Sunday, 30 November 2008

Central Planning


Why is it a bad thing for a central planner to allocate resources in an economy? The Soviet experience is one example. Underlying it is the lack of alignment of interest between principal and agent. If one does not reap the benefits of one's investment decisions, those decisions are bound to be less than optimal. A central planner will never offer a better solution than rational independent agents making private decisions. 

In my previous posts, I have argued that the setting of interest rates by central banks is already a dangerous compromise to the principle of a free market. So, given that we have made that compromise, and the moral hazard that resulted has taken us in no small part to where we are today, a financial crisis feeding and fed by economic recession, lets ask a couple of silly questions. 

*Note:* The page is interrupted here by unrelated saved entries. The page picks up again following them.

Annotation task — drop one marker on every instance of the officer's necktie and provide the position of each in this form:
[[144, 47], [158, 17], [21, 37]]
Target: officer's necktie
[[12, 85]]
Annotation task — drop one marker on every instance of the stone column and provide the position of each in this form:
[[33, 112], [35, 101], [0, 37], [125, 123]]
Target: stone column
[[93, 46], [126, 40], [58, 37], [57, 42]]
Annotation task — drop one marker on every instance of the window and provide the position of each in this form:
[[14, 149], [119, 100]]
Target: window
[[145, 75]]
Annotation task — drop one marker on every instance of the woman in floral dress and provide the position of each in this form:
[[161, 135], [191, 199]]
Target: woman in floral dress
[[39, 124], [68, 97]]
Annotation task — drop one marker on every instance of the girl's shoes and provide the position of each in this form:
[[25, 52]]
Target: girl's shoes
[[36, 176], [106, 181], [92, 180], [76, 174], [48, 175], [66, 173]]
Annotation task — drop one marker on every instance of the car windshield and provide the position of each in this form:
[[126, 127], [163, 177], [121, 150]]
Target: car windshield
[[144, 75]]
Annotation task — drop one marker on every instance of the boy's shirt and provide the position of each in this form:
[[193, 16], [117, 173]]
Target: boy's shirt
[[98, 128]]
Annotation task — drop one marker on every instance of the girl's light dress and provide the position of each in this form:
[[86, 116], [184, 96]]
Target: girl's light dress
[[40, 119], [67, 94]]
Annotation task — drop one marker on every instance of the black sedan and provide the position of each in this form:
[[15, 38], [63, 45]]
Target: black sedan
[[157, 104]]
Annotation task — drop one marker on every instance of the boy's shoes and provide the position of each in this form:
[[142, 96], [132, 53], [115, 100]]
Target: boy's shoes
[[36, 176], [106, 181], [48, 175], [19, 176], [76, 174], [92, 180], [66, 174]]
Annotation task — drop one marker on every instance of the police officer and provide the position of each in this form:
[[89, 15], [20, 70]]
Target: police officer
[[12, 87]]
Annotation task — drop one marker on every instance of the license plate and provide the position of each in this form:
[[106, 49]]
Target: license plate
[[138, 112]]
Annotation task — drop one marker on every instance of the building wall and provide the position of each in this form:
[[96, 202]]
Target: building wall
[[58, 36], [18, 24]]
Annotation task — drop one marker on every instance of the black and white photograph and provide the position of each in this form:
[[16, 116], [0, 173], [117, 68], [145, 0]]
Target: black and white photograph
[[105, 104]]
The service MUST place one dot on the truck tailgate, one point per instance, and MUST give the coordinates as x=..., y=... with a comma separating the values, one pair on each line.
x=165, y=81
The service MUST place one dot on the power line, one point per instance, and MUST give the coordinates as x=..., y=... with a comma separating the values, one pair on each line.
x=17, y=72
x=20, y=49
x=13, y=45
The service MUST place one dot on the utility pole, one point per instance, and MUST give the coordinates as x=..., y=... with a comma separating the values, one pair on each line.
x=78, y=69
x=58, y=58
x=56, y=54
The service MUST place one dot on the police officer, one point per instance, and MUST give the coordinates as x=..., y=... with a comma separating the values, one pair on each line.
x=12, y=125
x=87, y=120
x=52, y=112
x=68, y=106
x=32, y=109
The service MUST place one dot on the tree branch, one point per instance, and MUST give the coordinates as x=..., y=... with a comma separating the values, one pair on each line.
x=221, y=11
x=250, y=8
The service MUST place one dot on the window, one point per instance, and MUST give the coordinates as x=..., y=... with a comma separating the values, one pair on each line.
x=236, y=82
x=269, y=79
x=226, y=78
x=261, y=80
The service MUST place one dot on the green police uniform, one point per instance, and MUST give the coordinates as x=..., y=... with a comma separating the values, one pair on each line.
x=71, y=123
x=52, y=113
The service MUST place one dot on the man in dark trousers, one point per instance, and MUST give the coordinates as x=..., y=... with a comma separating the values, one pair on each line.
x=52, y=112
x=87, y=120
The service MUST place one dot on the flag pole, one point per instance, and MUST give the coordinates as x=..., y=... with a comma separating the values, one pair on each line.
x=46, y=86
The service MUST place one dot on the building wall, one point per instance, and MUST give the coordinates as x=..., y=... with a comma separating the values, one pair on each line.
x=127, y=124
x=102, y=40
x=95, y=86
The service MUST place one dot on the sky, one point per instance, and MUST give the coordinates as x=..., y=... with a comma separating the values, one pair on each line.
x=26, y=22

Why is it a bad thing for a central planner to lend directly to private consumers and private enterprise? From our initial premise, it is equivalent to allocation of resources, in this case financial capital. It presupposes that the central planner has sufficient information and motivation to act in the best interest of the collective (always a dangerous concept), and isn't too clumsy as to make too many mistakes.

Today, however, credit spreads have widened to acutely high levels, despite central banks liquefying the banking system. Banks which previously lent in greed, now withhold credit in fear. We know that a central planner is sub optimal compared with rational agents and their private decisions, but what about timees when agents are irrational? (again calls for a very tenuous definition of rational and irrational.) 

When government chose to bail out the financial system in the Fall of 2008, it had already abandoned the idea of free market solutions. It must have concluded that a climate of irrationality, or, where individual rationality conflicted with collective rationality, existed. Its efforts included a massive liquefication of the banking industry, an effort that has so far proved futile as banks have saved the liquidity and placed the capital back with the central banks. The intention to get the banking industry to lend once again has been foiled. 

If the premise remains that a climate of irrationality, or ,where individual rationality conflicted with collective rationality, exists, central planners should be happy to extend their abandonment of market solutions. 

Lend directly to private individuals and enterprise. 

That is the conceptual argument. The devil is in the details. More on this later.